Modeling group heterogeneity in spatio-temporal data via physics-informed semiparametric regression
Marco F. De Sanctis, Eleonora Arnone, Francesca Ieva, Laura M. Sangalli
TL;DR
This work addresses spatio-temporal data with grouping structures by introducing a physics-informed semiparametric mixed effects model that combines fixed covariates $Xβ$, a shared nonparametric field $f$ regularized through a space–time PDE operator $oldsymbol{L}$, and group-specific random effects with covariance $Σ_b$. Estimation proceeds via a two-step FPIRLS algorithm, with an EM step to update the random-effects covariance, and discretization via finite elements in space and cubic B-splines in time. The approach is validated through simulations showing improved recovery of the nonparametric field and competitive estimation of fixed and random effects, and is demonstrated on Lombardy $NO_2$ data where sensor heterogeneity and missing observations are handled by the model. The work provides asymptotic guarantees, a scalable estimation framework, and practical insights for incorporating physical dynamics and grouping structure into spatio-temporal analyses, with extensions to anisotropy and irregular domains.
Abstract
In this work we propose a novel approach for modeling spatio-temporal data characterized by group structures.
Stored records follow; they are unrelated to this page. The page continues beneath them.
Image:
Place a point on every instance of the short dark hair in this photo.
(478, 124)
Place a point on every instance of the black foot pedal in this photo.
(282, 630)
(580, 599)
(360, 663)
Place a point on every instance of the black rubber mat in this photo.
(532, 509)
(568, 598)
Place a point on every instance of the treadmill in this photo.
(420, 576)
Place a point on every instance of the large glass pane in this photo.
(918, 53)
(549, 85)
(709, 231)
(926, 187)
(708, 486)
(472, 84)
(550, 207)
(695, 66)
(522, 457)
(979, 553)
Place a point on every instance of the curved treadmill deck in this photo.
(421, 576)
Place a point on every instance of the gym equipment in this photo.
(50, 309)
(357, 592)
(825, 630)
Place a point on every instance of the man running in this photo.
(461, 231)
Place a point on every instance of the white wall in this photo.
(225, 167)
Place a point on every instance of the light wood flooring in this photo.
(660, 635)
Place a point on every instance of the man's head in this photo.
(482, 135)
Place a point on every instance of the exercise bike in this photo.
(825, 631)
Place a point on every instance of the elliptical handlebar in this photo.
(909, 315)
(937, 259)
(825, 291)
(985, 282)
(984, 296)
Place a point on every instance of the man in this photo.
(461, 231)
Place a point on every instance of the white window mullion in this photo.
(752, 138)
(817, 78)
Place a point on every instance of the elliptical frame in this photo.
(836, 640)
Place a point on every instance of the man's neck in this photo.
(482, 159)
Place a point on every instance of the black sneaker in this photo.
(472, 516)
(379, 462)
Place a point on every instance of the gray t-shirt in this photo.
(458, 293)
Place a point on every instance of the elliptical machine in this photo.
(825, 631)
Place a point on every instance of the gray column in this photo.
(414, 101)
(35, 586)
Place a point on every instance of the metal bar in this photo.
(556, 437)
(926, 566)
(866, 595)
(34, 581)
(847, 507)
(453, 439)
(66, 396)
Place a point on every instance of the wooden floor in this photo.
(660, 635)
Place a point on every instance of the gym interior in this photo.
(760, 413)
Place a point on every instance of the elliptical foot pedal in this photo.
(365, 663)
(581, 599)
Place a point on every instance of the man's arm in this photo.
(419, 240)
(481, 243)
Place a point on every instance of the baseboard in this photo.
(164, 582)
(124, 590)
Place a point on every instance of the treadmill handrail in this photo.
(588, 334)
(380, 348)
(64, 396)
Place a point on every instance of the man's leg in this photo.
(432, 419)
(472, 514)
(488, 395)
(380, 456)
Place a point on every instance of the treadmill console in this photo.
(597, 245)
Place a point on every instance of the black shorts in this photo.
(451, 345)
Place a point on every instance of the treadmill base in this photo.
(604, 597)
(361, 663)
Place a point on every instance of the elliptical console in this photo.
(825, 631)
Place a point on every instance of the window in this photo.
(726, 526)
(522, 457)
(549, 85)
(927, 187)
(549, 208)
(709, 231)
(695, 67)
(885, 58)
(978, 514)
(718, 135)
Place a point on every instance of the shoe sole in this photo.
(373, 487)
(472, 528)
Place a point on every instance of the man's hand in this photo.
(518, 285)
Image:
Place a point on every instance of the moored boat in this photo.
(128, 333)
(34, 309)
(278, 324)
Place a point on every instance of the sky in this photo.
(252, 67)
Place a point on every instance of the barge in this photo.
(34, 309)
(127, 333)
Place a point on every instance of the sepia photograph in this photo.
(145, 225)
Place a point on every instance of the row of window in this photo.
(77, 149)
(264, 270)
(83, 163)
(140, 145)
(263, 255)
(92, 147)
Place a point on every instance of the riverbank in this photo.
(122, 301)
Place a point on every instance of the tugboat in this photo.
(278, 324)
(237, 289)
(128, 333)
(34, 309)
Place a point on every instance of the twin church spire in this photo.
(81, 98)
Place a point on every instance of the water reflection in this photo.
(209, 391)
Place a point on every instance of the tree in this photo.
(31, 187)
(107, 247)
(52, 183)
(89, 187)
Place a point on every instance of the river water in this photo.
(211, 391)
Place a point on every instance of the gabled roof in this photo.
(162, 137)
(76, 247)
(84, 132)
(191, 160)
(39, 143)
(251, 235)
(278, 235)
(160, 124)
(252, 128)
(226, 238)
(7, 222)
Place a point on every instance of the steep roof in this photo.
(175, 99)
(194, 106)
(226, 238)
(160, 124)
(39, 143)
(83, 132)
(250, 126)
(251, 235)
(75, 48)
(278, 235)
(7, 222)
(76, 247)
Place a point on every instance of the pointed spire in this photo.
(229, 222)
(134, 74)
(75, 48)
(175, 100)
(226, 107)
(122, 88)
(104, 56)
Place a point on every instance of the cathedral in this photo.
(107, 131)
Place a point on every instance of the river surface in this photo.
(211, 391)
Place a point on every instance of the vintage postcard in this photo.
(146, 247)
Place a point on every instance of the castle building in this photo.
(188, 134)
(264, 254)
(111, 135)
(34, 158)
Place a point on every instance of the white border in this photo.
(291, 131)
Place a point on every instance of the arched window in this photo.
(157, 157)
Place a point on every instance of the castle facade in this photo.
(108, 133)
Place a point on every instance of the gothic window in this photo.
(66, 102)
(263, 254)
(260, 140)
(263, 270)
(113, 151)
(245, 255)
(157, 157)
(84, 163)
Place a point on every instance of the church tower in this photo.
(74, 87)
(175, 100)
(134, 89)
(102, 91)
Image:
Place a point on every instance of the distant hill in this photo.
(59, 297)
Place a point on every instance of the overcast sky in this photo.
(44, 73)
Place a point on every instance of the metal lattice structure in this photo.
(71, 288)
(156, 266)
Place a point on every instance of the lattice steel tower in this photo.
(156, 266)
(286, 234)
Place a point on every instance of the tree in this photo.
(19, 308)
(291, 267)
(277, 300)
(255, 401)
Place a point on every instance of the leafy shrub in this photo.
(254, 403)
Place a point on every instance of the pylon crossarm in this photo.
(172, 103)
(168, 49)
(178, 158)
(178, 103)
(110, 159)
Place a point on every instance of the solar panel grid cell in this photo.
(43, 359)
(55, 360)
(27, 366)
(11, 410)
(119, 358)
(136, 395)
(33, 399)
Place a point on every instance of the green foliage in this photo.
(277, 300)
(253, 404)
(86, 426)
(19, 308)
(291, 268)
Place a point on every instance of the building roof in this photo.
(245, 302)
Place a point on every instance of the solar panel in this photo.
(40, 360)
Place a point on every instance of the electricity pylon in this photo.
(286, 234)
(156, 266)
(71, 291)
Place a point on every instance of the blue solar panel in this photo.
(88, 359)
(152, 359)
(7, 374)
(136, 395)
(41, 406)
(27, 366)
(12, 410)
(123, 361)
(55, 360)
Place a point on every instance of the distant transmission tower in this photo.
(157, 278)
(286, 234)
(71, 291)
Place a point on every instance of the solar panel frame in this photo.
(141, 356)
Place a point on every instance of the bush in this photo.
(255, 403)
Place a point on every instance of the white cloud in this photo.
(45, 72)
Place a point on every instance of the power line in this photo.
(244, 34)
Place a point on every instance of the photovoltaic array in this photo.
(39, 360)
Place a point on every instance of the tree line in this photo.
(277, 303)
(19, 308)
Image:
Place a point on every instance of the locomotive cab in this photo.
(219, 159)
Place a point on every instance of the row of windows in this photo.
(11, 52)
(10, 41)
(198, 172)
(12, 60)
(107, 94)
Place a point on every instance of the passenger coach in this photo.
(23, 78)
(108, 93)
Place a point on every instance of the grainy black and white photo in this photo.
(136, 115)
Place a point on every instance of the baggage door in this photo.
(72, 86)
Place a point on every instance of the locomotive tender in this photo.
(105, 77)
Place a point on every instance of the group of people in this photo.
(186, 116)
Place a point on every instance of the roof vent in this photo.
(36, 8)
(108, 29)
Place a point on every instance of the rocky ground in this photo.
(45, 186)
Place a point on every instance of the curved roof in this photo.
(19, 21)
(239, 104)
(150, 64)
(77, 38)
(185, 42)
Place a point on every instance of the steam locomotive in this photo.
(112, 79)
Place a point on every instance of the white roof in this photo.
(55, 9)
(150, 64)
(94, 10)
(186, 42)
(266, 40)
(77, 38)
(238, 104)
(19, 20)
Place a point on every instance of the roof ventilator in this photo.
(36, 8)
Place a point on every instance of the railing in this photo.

In particular, we extend classical mixed effect regression models by introducing a space-time nonparametric component, regularized through a partial differential equation, to embed the physical dynamics of the underlying process, while random effects capture latent variability associated with the group structure present in the data. We propose a two-step procedure to estimate the fixed and random components of the model, relying on a functional version of the Iterative Reweighted Least Squares algorithm. We investigate the asymptotic properties of both fixed and random components, and we assess the performance of the proposed model through a simulation study, comparing it with state-of-the-art alternatives from the literature. The proposed methodology is finally applied to the study of hourly nitrogen dioxide concentration data in Lombardy (Italy), using random effects to account for measurement heterogeneity across monitoring stations equipped with different sensor technologies.